Wodonga’s Colin Hore has not only created himself a home away from home, but it also seems he’s also got his place of his eternal rest sorted.
He’s been described in the past as the collector’s collector and has an Aladdin’s Cave of car hubcaps, bar towels, biscuit tins, and at one time more than 15,000 aluminium cans which he’s accumulated since the early 1960s.
Always “pretty good with my hands”, he’s been putting spare cans to good use and making everything from model dunnies with windmills (well, you’ve got to have something to flush them) to biplanes and helicopters.
Click play on the video above to see Colin explain his beer can coffin. (iPhone users to go video tab in menu)
“I started off thinking that I could recycle them into something, just getting an idea and going from there,” Colin says.
“I’d seen a picture in a magazine, this bloke had made a couple and I just bettered them.”
And now he can add to the list his latest creation — coffins.
Made of MDF board, like any good collector Colin can list exactly what’s gone in to the object.
There are 100 nails, 4373 thumb tacks, 605 black tacks and 169 beer cans that took two months and three days, or 500 hours to build.
“It gives collectors the shits when they see it ... especially if they see a can they haven’t got,” Colin says.
“But the way it’s come up is fantastic, it’s even better than I thought it would be.”
And while it is a fitting reflection of Colin and his life — even with special cans featuring his beloved Essendon Football Club and the Ettamogah Pub — not everyone’s impressed.

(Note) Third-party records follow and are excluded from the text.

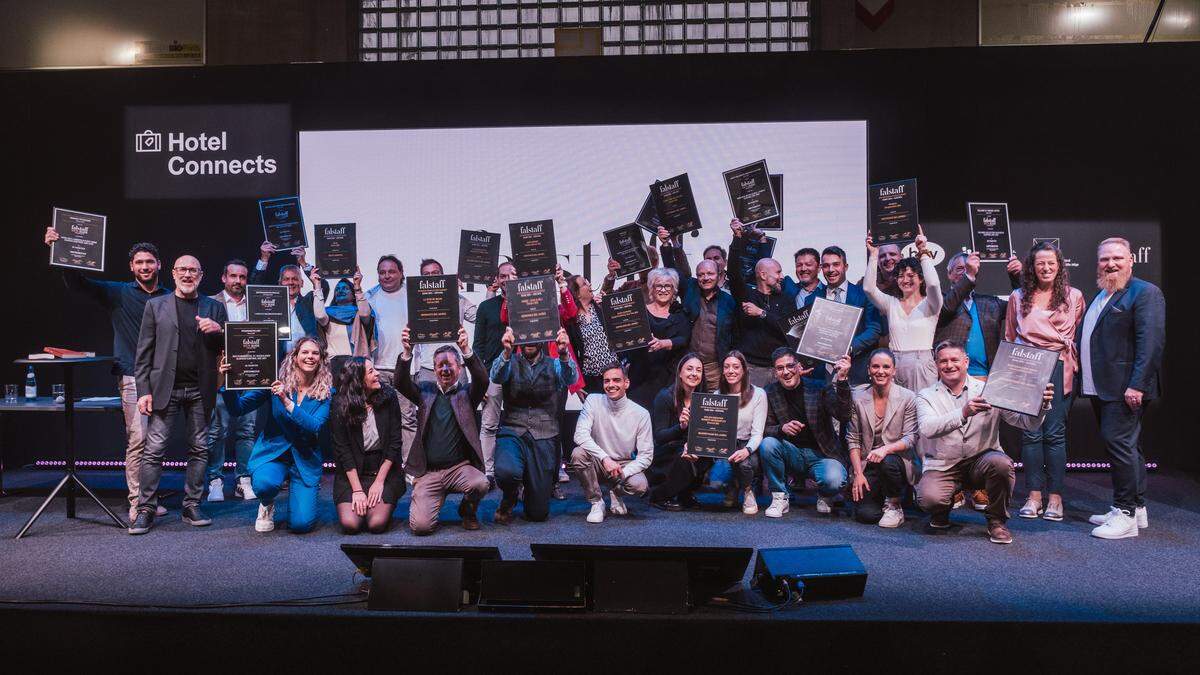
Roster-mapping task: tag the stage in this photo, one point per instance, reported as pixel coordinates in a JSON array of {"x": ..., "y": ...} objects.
[{"x": 936, "y": 596}]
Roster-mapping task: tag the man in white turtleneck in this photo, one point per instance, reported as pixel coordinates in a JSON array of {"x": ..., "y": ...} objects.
[{"x": 615, "y": 446}]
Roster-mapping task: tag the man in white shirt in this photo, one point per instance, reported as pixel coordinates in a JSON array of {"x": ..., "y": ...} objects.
[{"x": 615, "y": 446}]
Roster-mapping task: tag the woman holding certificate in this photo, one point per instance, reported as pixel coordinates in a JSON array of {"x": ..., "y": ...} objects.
[
  {"x": 912, "y": 317},
  {"x": 288, "y": 446},
  {"x": 1044, "y": 312}
]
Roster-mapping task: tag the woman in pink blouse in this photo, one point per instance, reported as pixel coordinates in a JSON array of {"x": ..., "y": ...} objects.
[{"x": 1044, "y": 312}]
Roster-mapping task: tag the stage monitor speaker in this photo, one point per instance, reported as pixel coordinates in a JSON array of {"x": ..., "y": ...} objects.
[
  {"x": 533, "y": 585},
  {"x": 826, "y": 573},
  {"x": 640, "y": 586},
  {"x": 417, "y": 584}
]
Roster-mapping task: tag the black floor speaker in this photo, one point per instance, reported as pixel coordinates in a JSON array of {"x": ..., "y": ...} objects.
[
  {"x": 527, "y": 585},
  {"x": 827, "y": 572}
]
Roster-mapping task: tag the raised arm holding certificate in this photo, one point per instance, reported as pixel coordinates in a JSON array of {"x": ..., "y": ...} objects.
[
  {"x": 713, "y": 425},
  {"x": 1018, "y": 377},
  {"x": 432, "y": 308},
  {"x": 252, "y": 352},
  {"x": 828, "y": 330},
  {"x": 81, "y": 243}
]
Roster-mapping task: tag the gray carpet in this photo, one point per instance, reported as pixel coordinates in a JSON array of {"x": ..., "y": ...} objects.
[{"x": 1053, "y": 572}]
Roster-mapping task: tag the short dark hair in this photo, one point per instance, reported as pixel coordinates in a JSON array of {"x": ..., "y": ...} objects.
[
  {"x": 834, "y": 251},
  {"x": 144, "y": 248}
]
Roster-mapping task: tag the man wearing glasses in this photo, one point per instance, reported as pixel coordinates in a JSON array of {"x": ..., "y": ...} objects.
[{"x": 175, "y": 370}]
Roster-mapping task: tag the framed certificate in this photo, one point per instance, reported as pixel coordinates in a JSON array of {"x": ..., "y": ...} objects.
[
  {"x": 252, "y": 352},
  {"x": 432, "y": 308},
  {"x": 628, "y": 248},
  {"x": 713, "y": 425},
  {"x": 751, "y": 193},
  {"x": 479, "y": 255},
  {"x": 270, "y": 303},
  {"x": 893, "y": 211},
  {"x": 1018, "y": 377},
  {"x": 533, "y": 309},
  {"x": 81, "y": 243},
  {"x": 676, "y": 204},
  {"x": 625, "y": 321},
  {"x": 990, "y": 236},
  {"x": 828, "y": 330},
  {"x": 533, "y": 248},
  {"x": 283, "y": 222},
  {"x": 336, "y": 250}
]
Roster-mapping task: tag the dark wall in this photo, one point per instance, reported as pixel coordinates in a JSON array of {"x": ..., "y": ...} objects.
[{"x": 1063, "y": 133}]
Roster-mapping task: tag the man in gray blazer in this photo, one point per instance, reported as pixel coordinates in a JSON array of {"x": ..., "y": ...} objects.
[{"x": 175, "y": 370}]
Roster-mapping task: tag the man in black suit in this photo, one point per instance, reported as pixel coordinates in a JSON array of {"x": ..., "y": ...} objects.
[
  {"x": 1120, "y": 352},
  {"x": 175, "y": 370}
]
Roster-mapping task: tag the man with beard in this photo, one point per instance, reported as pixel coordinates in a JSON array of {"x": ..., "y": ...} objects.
[{"x": 1121, "y": 351}]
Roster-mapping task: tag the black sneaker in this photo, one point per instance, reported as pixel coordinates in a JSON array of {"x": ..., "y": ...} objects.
[
  {"x": 195, "y": 517},
  {"x": 143, "y": 523}
]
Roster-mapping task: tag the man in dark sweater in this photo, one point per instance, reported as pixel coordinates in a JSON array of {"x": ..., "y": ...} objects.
[{"x": 125, "y": 303}]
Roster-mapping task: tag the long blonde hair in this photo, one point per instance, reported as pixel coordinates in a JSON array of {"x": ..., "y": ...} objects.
[{"x": 323, "y": 380}]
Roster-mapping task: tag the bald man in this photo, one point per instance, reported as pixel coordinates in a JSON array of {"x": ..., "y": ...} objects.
[{"x": 175, "y": 370}]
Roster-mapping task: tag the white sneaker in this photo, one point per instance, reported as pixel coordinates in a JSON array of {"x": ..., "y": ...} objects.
[
  {"x": 216, "y": 490},
  {"x": 618, "y": 506},
  {"x": 265, "y": 520},
  {"x": 597, "y": 513},
  {"x": 244, "y": 489},
  {"x": 1119, "y": 526},
  {"x": 779, "y": 505},
  {"x": 893, "y": 515},
  {"x": 749, "y": 505}
]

“Even my mate around the corner won’t come round and look at it,” Colin says.
“He’s right off, won’t have a bar of it.”
But Colin was in Rescue On The Road before the days of the SES and has spent years in the fire brigade.

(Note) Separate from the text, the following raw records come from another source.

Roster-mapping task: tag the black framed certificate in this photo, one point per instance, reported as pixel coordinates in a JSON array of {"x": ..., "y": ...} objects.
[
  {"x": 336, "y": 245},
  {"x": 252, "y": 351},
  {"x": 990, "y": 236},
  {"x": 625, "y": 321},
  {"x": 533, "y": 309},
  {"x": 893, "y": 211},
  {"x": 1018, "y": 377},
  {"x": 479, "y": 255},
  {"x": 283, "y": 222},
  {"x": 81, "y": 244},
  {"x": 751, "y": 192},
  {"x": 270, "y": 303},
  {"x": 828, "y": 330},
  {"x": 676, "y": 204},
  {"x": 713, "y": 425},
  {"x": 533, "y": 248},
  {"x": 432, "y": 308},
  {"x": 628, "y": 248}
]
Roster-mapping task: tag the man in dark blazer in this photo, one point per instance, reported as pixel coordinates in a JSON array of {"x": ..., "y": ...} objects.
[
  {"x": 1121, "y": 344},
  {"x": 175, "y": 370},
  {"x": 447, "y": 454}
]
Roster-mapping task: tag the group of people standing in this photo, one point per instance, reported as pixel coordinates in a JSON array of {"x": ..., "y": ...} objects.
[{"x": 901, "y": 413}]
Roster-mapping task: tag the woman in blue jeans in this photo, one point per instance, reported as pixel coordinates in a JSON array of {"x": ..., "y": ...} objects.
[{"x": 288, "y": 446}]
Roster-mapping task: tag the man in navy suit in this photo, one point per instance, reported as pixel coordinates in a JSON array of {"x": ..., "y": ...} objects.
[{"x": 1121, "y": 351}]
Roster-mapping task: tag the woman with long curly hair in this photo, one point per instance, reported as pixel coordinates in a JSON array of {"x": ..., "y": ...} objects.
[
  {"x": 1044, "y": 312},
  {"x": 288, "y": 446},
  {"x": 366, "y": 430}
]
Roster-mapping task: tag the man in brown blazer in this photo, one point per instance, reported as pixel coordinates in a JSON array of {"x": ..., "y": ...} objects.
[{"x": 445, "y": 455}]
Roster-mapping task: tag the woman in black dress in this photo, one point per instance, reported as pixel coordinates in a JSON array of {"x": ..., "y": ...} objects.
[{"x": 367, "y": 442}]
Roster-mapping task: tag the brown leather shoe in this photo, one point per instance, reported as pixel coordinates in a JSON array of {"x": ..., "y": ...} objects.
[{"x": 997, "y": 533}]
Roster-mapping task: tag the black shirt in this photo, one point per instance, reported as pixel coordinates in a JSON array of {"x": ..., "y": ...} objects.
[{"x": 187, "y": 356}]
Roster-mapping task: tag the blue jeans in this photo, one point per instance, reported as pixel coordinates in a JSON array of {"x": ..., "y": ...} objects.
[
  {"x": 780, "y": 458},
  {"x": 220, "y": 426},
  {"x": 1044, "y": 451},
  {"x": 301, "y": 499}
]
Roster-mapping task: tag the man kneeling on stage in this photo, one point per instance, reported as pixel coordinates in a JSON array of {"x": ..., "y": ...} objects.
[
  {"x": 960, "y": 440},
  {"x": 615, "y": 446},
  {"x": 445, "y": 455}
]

“Blood and gore and all that doesn’t worry me,” he says.
A small, black photo album falls open and on the inside of the cover, in pencil, are two words you’re unlikely to have seen together before — MY COFFIN.

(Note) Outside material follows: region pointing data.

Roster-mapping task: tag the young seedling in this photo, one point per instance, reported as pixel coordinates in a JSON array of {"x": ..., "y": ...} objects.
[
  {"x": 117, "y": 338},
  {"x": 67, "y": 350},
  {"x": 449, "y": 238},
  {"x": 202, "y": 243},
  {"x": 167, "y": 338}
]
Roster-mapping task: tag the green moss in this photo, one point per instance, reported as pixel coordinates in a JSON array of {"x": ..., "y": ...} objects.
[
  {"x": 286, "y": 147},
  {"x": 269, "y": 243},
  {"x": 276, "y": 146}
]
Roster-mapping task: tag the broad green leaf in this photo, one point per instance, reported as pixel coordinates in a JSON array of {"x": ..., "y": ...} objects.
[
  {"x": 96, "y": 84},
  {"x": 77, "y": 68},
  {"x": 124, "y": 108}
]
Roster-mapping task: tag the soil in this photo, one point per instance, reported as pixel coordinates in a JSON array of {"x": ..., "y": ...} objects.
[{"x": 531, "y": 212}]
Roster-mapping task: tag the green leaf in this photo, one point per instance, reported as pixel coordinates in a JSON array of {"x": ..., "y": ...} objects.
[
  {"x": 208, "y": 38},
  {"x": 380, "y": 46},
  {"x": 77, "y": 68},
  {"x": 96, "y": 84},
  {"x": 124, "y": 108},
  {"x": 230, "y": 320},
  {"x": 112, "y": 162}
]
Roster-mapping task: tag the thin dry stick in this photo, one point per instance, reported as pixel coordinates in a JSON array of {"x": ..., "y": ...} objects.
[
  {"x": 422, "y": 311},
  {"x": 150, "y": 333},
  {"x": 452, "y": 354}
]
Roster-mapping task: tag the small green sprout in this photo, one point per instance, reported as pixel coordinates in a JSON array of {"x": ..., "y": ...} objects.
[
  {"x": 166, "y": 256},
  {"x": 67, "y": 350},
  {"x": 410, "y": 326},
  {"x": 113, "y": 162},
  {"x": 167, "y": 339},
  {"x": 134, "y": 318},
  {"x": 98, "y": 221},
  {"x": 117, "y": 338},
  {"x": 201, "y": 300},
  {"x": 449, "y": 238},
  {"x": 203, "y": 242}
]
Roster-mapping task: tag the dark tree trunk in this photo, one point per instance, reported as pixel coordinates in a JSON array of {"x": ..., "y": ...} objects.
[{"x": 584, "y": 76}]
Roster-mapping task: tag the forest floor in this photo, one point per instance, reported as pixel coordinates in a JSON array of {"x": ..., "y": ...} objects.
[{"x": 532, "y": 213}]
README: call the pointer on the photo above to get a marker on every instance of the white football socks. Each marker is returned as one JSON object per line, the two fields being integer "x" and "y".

Colin is nothing if not stoic and he’s not worried by thoughts of an afterlife.
“I don’t believe in that,” he says.
“Once I’m in there,” he says, tapping the lid, “that’s it, and I don’t give a bugger what happens.”
It’s actually a tradition that’s not unique in the world. In Ghana, fantasy coffins come in every shape and size and “showrooms” are filled with weird and wonderful designs, from Coke bottles to mobile phones, and from animals to aircraft.
And funeral director Lindsay Radcliffe, from Radcliffe Funeral Services, says he’s happy for people like Colin to think outside the box, as it were.
“It’s actually quite common,” he says.
“People do request coffins of different colours and descriptions, it is becoming more common from when people were very traditional in the past.
“Recently there was a young girl and her family wanted the coffin sprayed the same colour as her car, quite often if it’s a young person people will write on the coffin or stick stickers on it.”
Mr Radcliffe says the funeral service is open to families’ requests to help them through the grieving process.
“This is one little part that helps them in understanding, participating and achieving perhaps what their loved one would have wanted,” he says.
Though he does admit that Colin’s is one of the most unusual coffins he’s come across.
“He bought the coffin and it’s what he wanted to do and it’s come up looking really good,” Mr Radcliffe says.
“It’s in his pool room ready for when the day comes — he just wanted to be prepared.
“It will certainly look quite interesting sitting in front of the chapel.
“Quite often people will come in and write their personal story on the coffin, children will put in letters for granny or granddad.
“If it helps through the grieving process, as long as it fits morally and ethically, we always try to achieve what the family wishes.”
So will Colin’s family appreciate his own tribute to beer cans?
“Maybe they will,” he says.
“I won’t care — when I’m in there I won’t have to worry about anything, and I’m not afraid to die. I’ve also been putting my songs together — My Way, The Colonel Bogey March because I used to play in a band, and of course the Essendon club song.”
Far from being a morbid thing, Colin’s view of death is pretty uplifting.
“I always see the brighter side of life,” he says.
“And you’ve got to have a sense of humour — I’m coming off a stroke back in March and I’ve done all this as a sort of therapy.
“If I wake up in the morning I’ve got another day, that’s the way I see it.”